Xavier Baró received his B.S. degree in Computer Science at the Universitat Autònoma de Barcelona (UAB) in 2003. In 2005 he obtained his M.S. degree in Computer Science at UAB, and in 2009 the Ph.D degree in Computer Engineering. At the present he is a lecturer and researcher at the IT, Multimedia and Telecommunications department at Universitat Oberta de Catalunya (UOC). He is involved on the teaching activities of the Computer Science, Telecommunication and Multimedia degrees of the UOC, and collaborates as assistant professor on the teaching activities of the Computer Science degree at the Applied Mathematics and Analysis of the Universitat de Barcelona (UB). In addition, he is involved on the Interuniversity master on Artificial Intelligence (UPCUBURV). He is cofounder of the Scene Understanding and Artificial Intelligence (SUNAI) group of the UOC, and collaborates with the Computer Vision Center of the UAB, as member of the Human Pose Recovery and Behavior Analysis (HUPBA) group. His research interests are related to machine learning, evolutionary computation, and statistical pattern recognition, specially their applications to generic object recognition over huge cardinality image databases.

Jordi Gonzàlez

Computer Vision Center and Universitat Autònoma de Barcelona, Barcelona, Spain

jordi.gonzalez@uab.cat

Dr. Jordi Gonzàlez received the Ph.D. degree in Computer Engineering in 2004 from Universitat Autònoma de Barcelona (UAB), Catalonia. He was a postdoctoral fellow at the Institut de Robòtica i Informàtica Industrial (IRI), a Joint Research Center of the Technical University of Catalonia (UPC) and the Spanish Council for Scientific Research (CSIC). At present, he is Associate Professor in Computer Science at the Computer Science Department, UAB. He is also a research fellow at the Computer Vision Center, where he has co-founded 2 spin-offs and the Image Sequence Evaluation (ISE Lab) research group in 2004. His research interests lie on pattern recognition and machine learning techniques for the computational interpretation of human behaviours in image sequences, or Video Hermeneutics. He has co-organized the THEMIS (BMVC2008 and ICCV2009), ARTEMIS (ACM MM2010, ECCV2012 and ACM MM2013) and ChaLearn LAP (ICMI2013, ECCV2014 and CVPR2015) workshops related to the video-based analys is of human motion in surveillance, films and social media footage.
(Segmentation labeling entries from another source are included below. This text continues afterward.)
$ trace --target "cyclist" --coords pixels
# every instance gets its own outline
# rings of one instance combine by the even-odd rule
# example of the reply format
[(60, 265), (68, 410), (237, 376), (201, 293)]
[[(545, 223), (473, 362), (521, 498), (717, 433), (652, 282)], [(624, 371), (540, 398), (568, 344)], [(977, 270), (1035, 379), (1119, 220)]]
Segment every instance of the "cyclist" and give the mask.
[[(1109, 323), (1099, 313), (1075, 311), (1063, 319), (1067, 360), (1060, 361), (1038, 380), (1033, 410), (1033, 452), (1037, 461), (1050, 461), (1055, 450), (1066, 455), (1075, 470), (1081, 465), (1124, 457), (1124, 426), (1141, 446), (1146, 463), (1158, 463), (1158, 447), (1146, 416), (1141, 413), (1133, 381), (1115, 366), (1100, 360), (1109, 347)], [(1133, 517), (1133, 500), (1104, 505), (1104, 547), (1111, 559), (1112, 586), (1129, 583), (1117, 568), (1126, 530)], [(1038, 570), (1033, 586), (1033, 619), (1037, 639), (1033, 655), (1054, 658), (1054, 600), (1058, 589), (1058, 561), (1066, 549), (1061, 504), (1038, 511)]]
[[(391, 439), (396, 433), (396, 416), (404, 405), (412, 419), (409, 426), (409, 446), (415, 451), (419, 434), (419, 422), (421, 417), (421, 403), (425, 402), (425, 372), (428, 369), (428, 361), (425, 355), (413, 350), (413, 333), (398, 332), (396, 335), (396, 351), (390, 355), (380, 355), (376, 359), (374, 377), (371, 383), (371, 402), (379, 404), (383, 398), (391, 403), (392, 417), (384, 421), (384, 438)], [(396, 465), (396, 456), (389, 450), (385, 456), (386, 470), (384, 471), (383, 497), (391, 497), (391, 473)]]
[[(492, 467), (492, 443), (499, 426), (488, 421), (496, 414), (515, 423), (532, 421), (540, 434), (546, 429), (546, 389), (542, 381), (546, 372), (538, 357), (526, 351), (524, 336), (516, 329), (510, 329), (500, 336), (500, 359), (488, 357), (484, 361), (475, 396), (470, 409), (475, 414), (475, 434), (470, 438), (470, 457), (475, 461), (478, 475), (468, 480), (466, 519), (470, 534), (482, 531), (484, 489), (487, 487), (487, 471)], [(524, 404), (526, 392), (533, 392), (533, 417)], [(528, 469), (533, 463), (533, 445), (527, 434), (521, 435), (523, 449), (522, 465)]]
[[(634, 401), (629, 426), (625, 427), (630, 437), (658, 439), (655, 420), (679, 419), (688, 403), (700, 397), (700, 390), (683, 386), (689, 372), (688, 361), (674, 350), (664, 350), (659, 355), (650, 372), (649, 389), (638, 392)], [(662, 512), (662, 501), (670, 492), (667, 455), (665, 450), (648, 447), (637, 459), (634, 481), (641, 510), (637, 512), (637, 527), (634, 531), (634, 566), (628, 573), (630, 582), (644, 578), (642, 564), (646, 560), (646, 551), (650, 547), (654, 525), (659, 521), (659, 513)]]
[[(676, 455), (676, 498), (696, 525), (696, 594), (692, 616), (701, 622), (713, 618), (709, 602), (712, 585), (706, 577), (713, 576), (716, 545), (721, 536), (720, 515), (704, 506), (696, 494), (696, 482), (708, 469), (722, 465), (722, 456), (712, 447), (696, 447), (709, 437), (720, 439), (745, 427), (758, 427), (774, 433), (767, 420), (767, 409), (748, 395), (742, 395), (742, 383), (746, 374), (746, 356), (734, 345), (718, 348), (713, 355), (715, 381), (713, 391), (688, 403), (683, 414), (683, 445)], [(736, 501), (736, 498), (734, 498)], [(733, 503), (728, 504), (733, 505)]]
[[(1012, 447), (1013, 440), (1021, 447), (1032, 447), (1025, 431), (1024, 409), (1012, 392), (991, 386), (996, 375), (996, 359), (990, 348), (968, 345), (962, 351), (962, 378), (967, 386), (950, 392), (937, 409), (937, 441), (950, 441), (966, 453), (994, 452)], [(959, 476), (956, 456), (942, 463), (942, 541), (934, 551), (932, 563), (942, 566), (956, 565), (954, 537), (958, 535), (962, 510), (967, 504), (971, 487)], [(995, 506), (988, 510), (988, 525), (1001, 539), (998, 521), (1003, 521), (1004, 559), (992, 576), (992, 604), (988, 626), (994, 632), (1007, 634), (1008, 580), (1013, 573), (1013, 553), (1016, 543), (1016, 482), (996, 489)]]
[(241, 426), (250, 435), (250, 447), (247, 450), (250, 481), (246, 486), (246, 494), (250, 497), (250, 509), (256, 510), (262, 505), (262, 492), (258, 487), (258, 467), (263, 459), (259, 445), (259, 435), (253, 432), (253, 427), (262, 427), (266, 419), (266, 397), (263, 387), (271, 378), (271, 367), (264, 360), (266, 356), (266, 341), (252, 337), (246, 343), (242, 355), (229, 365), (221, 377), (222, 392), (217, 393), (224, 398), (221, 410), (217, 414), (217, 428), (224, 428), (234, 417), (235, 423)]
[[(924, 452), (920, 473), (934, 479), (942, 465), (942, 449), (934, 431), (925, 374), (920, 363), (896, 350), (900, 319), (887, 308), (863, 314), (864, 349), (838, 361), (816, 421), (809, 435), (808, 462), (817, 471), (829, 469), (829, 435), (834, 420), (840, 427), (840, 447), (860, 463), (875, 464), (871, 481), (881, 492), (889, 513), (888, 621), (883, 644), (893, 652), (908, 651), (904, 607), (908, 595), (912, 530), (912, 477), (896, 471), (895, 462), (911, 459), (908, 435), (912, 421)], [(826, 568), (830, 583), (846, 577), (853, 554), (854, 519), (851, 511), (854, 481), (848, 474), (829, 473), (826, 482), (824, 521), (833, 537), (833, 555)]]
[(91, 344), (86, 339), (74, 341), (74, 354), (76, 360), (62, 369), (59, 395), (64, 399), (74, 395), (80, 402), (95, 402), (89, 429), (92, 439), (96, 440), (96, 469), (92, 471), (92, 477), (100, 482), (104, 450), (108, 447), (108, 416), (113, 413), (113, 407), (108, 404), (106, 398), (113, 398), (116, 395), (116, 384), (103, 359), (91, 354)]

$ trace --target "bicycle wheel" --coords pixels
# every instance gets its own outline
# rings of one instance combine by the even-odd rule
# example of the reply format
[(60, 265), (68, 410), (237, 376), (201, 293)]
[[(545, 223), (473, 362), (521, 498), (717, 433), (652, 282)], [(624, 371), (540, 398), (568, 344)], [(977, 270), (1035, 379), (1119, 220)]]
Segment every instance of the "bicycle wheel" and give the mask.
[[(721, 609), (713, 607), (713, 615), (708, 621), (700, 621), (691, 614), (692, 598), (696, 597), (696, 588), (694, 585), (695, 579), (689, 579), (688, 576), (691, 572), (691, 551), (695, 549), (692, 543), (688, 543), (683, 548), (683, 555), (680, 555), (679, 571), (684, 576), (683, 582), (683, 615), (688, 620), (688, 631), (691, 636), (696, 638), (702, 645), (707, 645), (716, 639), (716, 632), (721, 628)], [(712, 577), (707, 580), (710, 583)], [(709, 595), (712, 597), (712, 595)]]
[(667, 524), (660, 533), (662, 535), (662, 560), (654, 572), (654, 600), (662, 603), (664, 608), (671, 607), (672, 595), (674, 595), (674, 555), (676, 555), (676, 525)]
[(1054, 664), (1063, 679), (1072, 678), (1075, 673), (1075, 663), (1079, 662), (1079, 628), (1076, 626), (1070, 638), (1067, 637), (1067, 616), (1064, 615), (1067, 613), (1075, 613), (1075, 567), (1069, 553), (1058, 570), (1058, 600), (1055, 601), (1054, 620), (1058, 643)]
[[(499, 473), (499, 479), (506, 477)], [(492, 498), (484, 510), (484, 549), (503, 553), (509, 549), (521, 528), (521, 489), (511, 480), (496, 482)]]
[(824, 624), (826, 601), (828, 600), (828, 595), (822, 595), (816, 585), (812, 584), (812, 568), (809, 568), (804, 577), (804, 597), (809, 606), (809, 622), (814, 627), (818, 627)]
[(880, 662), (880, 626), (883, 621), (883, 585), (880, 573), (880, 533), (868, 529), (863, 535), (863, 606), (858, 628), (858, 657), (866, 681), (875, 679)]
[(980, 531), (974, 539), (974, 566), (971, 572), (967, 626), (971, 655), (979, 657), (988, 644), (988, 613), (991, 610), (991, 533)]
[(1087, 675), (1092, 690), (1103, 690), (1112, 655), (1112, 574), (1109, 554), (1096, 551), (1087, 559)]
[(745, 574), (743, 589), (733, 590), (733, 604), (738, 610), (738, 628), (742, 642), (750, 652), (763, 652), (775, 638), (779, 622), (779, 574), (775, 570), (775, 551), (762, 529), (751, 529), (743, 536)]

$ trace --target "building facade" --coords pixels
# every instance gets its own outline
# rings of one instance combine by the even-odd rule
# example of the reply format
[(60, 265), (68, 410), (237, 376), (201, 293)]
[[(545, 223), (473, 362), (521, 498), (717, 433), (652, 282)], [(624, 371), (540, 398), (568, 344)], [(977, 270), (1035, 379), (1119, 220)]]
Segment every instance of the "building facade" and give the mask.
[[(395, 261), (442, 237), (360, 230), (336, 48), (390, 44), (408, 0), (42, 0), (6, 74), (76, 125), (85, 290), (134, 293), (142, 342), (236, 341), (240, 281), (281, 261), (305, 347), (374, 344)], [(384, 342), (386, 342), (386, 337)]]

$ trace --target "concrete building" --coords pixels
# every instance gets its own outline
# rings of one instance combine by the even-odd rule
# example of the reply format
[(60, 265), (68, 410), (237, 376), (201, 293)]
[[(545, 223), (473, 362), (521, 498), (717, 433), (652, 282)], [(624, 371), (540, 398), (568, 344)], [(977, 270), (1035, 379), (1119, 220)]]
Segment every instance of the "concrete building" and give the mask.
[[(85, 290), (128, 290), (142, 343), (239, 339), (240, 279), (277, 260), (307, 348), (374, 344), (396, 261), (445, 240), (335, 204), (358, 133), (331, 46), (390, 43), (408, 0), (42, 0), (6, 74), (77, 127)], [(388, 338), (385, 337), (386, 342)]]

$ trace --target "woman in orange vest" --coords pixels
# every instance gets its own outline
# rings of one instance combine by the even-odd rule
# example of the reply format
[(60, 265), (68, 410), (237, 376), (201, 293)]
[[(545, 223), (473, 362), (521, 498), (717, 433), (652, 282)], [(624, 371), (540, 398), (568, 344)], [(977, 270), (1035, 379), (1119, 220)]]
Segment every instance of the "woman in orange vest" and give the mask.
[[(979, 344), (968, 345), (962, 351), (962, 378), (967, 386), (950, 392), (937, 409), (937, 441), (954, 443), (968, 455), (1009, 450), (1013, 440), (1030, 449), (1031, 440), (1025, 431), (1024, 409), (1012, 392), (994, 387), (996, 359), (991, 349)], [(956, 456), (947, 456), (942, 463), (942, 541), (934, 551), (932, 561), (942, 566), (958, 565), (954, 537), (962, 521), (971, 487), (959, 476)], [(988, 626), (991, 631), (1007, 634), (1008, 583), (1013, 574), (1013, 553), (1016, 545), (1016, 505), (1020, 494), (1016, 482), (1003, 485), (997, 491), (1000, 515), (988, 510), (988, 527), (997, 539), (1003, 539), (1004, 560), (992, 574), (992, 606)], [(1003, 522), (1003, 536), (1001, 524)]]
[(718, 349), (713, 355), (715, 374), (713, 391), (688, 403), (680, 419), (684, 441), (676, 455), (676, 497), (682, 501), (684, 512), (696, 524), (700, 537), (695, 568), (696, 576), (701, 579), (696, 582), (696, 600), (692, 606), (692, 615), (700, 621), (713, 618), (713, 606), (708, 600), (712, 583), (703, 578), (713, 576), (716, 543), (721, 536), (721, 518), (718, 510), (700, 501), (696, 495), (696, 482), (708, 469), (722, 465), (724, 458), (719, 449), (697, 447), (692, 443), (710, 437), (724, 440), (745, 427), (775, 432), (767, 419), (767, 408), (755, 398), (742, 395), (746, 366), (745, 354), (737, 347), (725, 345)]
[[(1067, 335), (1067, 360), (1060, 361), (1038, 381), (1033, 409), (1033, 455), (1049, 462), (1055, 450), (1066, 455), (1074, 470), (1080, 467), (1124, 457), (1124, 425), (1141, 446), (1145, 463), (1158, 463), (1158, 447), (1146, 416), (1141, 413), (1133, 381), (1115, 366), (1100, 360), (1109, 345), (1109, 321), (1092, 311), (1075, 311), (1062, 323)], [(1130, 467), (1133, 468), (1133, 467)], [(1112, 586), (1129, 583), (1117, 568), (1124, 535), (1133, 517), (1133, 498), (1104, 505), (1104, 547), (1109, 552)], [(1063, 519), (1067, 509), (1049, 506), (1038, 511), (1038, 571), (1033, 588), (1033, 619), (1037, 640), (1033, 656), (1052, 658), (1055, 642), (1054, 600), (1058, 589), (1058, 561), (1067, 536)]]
He has served as Area Chair (ICPR2012 and ICIAP2015); Publicity Chair at AVSS2012; Workshop Chair (ICCV2011 and AVSS2015); Local Arrangement Chair at ICCV2011; and Tutorial Chair at ibPRIA2011. He has co-organized Special Issues in IJPRAI (2009), CVIU (2012), MVA (2013) and TPAMI (2015) journals. He is member of the Editorial Board of CVIU and IET-CVI journals. He is also member of IEEE, Spanish Association on Pattern Recognition (AERFAI) and Catalan Association for Artificial Intelligence (ACIA).